The annual average salary among full-time staff songwriters working in the United States is $43,000, according to the State University website at the time of publication. The U.S. Bureau of Labor Statistics lumps salary data for salaried songwriters in with music directors, composers and conductors. The average salary for these creative professions was $52,750 per year, or $25.36 per hour, as of May 2010. Singer-songwriters who focus on performing their own work typically don't earn full-time salaries, but their average hourly salary is $30.22, about five dollars more than music directors and composers earn per hour, according to BLS.

Finding Work

A songwriter must do a lot of self-marketing for his product before gaining employment with a record company or music publisher. After writing their music, songwriters often record demo tapes or records, which feature their own music. Songwriters market these demo tapes in several ways: they publish them on the Internet through personal websites; they send them directly to performers; or they mail them to various recording companies and publishers. Singer-songwriters performing their own music also invite record executives or other administrative workers in the music industry to gigs.


Multiple careers are open to individuals who consider themselves as songwriters. Commercially, many songwriters involved with music recording work as staff writers for record companies, music publishers or recording groups. Full-time songwriters at these jobs receive a weekly salary, often treated as an advance on future royalty earnings or may work short-term as a freelance hire on specific projects copyrighted by the company. Songwriters also create commercial jingles for advertising companies, theme music for movies or television and musical librettos for live theater.
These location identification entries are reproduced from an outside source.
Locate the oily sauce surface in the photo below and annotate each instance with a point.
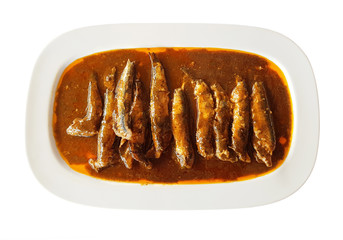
(211, 65)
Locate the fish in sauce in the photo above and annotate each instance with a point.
(179, 119)
(139, 126)
(123, 102)
(205, 118)
(106, 136)
(240, 124)
(263, 138)
(125, 153)
(215, 67)
(221, 123)
(159, 108)
(88, 125)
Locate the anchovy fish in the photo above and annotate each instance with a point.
(106, 136)
(123, 101)
(89, 125)
(240, 124)
(159, 108)
(221, 123)
(183, 145)
(263, 138)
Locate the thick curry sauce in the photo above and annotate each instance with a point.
(211, 65)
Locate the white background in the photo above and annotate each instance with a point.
(28, 211)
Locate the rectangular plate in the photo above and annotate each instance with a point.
(55, 175)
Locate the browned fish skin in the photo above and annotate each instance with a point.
(125, 153)
(159, 107)
(123, 101)
(240, 124)
(139, 126)
(106, 136)
(263, 138)
(183, 146)
(221, 123)
(89, 125)
(205, 118)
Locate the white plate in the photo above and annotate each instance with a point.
(54, 174)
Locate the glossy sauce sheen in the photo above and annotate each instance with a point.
(211, 65)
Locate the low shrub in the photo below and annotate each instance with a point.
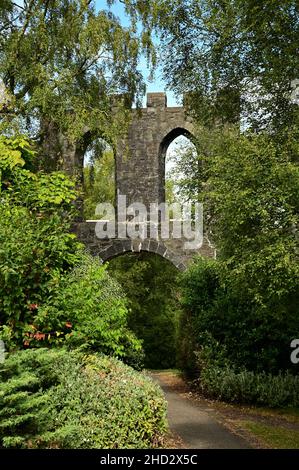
(222, 381)
(87, 310)
(61, 399)
(255, 335)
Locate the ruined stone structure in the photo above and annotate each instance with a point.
(140, 175)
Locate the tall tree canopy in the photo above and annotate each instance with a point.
(233, 52)
(60, 61)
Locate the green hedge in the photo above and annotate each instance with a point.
(247, 387)
(220, 379)
(61, 399)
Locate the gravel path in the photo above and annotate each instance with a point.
(194, 423)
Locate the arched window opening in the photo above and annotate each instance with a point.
(181, 162)
(99, 177)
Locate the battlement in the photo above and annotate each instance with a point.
(156, 100)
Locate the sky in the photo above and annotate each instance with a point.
(158, 84)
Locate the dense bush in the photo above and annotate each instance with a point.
(36, 248)
(222, 381)
(61, 399)
(87, 309)
(149, 282)
(252, 335)
(42, 301)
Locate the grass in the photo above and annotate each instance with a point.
(276, 437)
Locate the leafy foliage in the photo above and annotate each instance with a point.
(63, 399)
(232, 56)
(151, 288)
(87, 309)
(223, 382)
(61, 60)
(36, 246)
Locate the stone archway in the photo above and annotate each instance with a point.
(140, 176)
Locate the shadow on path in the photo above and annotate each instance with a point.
(194, 423)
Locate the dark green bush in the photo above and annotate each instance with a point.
(222, 381)
(252, 334)
(88, 310)
(62, 399)
(36, 248)
(150, 284)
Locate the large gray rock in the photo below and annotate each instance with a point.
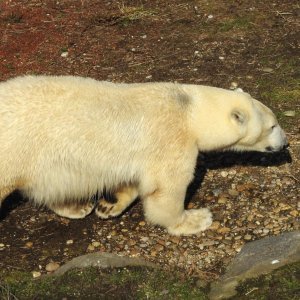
(102, 260)
(257, 258)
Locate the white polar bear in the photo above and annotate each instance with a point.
(63, 139)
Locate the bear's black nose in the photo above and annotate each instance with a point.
(285, 146)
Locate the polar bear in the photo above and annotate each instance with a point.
(65, 138)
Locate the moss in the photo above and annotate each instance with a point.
(283, 284)
(94, 283)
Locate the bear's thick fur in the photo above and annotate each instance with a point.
(63, 139)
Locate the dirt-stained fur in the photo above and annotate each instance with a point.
(63, 139)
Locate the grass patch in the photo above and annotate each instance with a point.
(283, 284)
(94, 283)
(281, 88)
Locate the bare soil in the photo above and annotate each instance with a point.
(249, 44)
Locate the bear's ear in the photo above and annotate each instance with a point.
(238, 117)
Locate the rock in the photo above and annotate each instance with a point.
(90, 247)
(222, 200)
(51, 267)
(29, 245)
(102, 260)
(248, 237)
(36, 274)
(96, 244)
(289, 113)
(257, 258)
(215, 225)
(233, 192)
(267, 70)
(224, 230)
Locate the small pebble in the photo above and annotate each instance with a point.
(233, 192)
(90, 247)
(290, 113)
(51, 267)
(29, 244)
(248, 237)
(96, 244)
(36, 274)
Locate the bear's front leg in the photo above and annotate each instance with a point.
(165, 207)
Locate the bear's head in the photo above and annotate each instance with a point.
(231, 120)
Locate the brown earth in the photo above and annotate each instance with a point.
(250, 44)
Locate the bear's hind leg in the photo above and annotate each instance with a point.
(123, 198)
(167, 209)
(6, 191)
(73, 211)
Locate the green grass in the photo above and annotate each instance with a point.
(282, 284)
(142, 283)
(94, 283)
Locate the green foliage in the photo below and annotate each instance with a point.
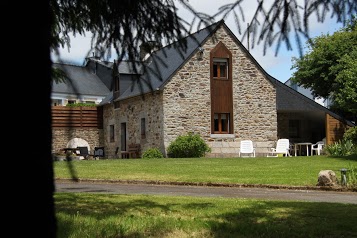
(188, 146)
(342, 148)
(329, 68)
(152, 153)
(352, 176)
(351, 134)
(81, 105)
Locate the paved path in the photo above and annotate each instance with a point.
(207, 191)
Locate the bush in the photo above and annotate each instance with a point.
(188, 146)
(342, 148)
(152, 153)
(352, 177)
(351, 134)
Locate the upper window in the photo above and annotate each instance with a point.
(143, 128)
(220, 68)
(294, 128)
(111, 133)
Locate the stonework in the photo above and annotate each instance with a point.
(184, 106)
(61, 136)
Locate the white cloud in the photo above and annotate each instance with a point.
(277, 66)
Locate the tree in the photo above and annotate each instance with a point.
(329, 68)
(48, 24)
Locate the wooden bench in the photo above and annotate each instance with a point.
(134, 151)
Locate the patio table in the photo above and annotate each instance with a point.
(307, 144)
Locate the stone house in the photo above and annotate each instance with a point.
(213, 88)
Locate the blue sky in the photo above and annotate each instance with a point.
(277, 66)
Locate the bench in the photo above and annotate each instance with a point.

Freelance writers working directly for musical performers, or freelancers given the rights to royalties by a record company, typically earn money through royalties on their music.


To earn royalties, a songwriter must first register himself and his music with the American Society of Composers, Authors and Publishers, or ASCAP; Broadcast Music, Incorporated, or BMI; or the Society of European Stage Authors and Composers, or SESAC. These organizations collect and distribute royalties for registered members when their music appears in television shows, films, live performances or any other situation covered by royalty law.

American songwriters qualify for four different types of royalties for which they are legally required to receive for the use of their work. Mechanical royalties pay based on copies of the song or record sold; at the time of publication, the mechanical royalty rates for American songwriters were 9.1 cents per song sold or downloaded digitally, or 1.75 cents per minute, whichever is greater. Performance royalties accrue when another singer performs a songwriter’s music. Songwriters typically contract to earn either 75 percent of all performance royalties or 100 percent of the writer's share and 50 percent of the publisher's share. Songwriters also earn synchronization fees -- flat rate fees worked into a contract that reflect the budget of the overall film or television production, and print income for sheet music sales.